Have you ever seen a 6600 mmr protoss lose 7 void rays for free when avoiding that outcome is as simple as clicking once? You say zergs and terrans make these kinds of mistakes but we all know that isn’t true. Top protoss make absolutely massive mistakes, and these mistakes are totally unforced errors – things that the protoss has complete control to avoid and despite this he allows them to happen. It’s easy for Hero to avoid that mistake had he had a little more apm. ZeRgS ApM iS InFlaTeD.

Also lol @ you accusing me of tunnel visioning. You’re talking to the guy who double and triple checks and questions every assumption he makes before ever taking a position publicly.

What’s funny about losing 7 voids to bile is that zergs dodge bile all game in roach v roach wars in zvz.

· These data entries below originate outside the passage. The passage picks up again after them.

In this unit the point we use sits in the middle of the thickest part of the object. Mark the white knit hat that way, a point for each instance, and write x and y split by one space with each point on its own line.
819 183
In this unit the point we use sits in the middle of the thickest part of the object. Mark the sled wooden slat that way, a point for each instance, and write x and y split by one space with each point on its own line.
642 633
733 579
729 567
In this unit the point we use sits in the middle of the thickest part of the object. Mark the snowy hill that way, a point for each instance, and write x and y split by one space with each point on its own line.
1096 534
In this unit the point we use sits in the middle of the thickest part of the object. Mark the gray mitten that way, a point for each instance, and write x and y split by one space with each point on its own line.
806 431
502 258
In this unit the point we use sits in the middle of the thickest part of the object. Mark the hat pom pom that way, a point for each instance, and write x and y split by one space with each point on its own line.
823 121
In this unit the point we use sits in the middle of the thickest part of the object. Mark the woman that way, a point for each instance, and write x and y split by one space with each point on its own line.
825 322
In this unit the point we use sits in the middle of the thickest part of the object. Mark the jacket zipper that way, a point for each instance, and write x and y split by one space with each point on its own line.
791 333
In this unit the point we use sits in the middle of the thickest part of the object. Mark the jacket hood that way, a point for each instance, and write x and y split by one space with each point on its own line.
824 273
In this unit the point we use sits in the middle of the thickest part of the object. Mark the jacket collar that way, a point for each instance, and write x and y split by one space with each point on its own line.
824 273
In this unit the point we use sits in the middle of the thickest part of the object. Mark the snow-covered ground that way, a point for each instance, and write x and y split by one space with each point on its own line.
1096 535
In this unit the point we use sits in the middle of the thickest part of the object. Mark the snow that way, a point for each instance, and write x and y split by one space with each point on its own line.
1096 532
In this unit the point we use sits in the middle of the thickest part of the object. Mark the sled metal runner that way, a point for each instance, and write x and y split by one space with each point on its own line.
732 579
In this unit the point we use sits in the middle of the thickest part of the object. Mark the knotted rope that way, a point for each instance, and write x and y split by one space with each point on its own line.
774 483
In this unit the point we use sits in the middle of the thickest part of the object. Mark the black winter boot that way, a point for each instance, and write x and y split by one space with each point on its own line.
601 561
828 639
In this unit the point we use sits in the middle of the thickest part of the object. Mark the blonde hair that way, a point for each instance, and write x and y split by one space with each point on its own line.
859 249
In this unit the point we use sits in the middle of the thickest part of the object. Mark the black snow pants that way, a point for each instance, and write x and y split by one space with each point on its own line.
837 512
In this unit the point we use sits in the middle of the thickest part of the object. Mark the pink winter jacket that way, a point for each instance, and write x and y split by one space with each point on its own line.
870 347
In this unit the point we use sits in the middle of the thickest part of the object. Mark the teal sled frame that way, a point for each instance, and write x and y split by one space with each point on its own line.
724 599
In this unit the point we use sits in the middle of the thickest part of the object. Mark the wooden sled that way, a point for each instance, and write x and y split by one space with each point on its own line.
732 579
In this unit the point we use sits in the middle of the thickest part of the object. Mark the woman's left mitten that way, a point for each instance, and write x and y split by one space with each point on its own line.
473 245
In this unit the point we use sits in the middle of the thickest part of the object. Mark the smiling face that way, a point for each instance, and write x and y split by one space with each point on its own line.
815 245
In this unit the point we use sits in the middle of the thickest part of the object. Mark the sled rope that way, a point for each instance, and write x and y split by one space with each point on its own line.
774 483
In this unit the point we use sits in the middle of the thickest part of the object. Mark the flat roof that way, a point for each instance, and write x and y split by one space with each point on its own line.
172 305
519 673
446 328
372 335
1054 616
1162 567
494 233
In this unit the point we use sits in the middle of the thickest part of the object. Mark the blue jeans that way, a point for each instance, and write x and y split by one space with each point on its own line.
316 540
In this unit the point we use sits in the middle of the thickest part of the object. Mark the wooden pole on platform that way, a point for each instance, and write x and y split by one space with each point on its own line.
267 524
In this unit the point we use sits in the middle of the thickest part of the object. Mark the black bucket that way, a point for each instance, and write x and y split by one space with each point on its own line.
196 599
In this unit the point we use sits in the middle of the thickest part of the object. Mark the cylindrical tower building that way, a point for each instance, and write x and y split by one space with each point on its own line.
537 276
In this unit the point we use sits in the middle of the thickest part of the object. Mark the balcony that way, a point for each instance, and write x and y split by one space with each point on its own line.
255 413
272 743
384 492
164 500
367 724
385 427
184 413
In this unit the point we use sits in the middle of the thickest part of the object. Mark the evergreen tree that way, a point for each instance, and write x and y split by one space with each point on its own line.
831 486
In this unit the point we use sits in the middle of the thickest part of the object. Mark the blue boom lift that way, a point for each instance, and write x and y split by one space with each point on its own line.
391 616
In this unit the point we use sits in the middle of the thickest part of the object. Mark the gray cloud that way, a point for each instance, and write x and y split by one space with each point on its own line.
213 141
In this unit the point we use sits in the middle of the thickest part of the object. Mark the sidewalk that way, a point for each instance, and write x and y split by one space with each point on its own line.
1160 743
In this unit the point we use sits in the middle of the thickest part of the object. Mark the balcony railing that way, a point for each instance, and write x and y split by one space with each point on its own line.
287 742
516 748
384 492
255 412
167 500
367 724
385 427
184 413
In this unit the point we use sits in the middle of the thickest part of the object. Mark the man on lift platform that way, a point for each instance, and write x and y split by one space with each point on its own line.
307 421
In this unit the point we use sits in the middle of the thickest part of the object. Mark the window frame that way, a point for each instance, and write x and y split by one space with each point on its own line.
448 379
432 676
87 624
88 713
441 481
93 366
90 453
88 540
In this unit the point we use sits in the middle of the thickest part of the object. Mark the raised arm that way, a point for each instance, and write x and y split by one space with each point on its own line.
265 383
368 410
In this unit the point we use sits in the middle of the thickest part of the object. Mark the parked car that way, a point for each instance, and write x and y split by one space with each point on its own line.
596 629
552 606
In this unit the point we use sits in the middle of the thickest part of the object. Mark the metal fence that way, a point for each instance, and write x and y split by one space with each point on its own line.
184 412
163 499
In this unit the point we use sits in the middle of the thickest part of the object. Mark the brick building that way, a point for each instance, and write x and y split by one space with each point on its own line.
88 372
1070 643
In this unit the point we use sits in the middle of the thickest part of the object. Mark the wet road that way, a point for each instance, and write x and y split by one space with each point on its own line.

So we can do a side by side comparison to see if zergs do make the same quantity & severity of mistakes as the protoss. You claim they do.

I’ve never once seen a zerg lose 7 vipers to biles. Mabye 7 broods? Nope, never seen that one, either. But I have seen a toss lose 7 void rays to 1 bile. It’s blindingly obvious that there’s a big skill difference in the pro scene between protoss and zergs. Normally I wouldn’t care about it, but they keep buffing protoss to compensate for this & it’s made sc2 unplayable. Because protoss is OP, they dominated grandmaster to where half your games are vs protoss and every single one is a nightmare. He can play sloppy, doesn’t matter, wins anyway. You play perfectly, doesn’t matter, you lose anyway.

I told my stream I wouldn’t be streaming regularly until they fixed this issue. Went from 1 stream every 3 days to 1 stream a month. Still waiting. Likely, other streamers are too. Snake is constantly whining about toss. No no, we’re all wrong / crazy because “[insert superstitious nonsense here about how zerg is op cuz serral]”. Nah, we’re reasonable people with a reasonable position and shame on you guys for trying to gaslight us. Nerf toss or sc2’s popularity is going to fall off a cliff because zergs will simply quit the game.